From the back of the room someone shouted, “Hasobeu, stop shilly-shallying!”
“Throttle the man,” he mumbled again as he silenced the brouhaha with a wave of his hand.
You’re going to force me to set the black beast on you, he thought.
That was the name that he rather strangely gave to the intermediate night, the one he sometimes inserted between two sessions of the same plenum.
The suspended night was his own invention. It stifled like oakum. Everyone could feel it looming, but no one would dare admit it.
With the hand that he used to call for order, he now pulled on his watch chain.
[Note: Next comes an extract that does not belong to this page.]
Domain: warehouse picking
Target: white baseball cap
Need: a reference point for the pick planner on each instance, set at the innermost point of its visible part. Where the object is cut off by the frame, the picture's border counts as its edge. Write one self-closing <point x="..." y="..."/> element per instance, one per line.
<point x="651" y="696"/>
He’d fingered the same ice-cold chain thirty years before, barely realizing what terror he was about to unleash. “Comrades, since it is getting late …”
Over the years, the silence at meetings had grown deeper.
Even before he had finished speaking, he felt the familiar thrill rippling around the room before washing back over him. He tarried a moment, until he had his full measure of it. The unending calm that followed that kind of ecstasy had no equal. Except maybe in distant regions of sleep, under other skies.
There was no need for a sharp-beaked eagle or for a clap of thunder. Both would emerge from the ensuing night.
At him, boy! At him! he thought affectionately as he rose to leave the hall.
3
He found it difficult to sleep. The first interruption left him only half awake, weighed down by some kind of impossibility. One way or another he would have liked to reward Hasobeu, but he just could not work out what to do with his ice-cold corpse or with the bullet wound in his forehead, which looked more than real, as if it had been painted on. The second time he awoke, just before dawn, it was as if, while washing according to ancient custom under the porch of a minaret, he had been suddenly beset by a question: Couldn’t they have found someone else to do this job? A Gypsy looking on said, “Don’t get so worked up, it’s what people have been doing for generations in your father’s family.” He meant to answer back: That’s a libel put out by the émigré press! — but the words wouldn’t come.
When he woke up in the morning, he recalled fragments of these meanderings and his mood darkened. If his mother had still been alive, she would have remonstrated: You only suffer those nightmares since you banned the Muslim faith!
As usual, his wife was waiting for him at the breakfast table. As soon as he caught her glance he knew there was no news on the Hasobeus front.
Snake! he thought. Impotent little goat!
As he sipped his coffee, he felt the emptiness in his breast increasing alongside the impression that something had been lost forever.
“I wouldn’t have expected this of him,” he mused.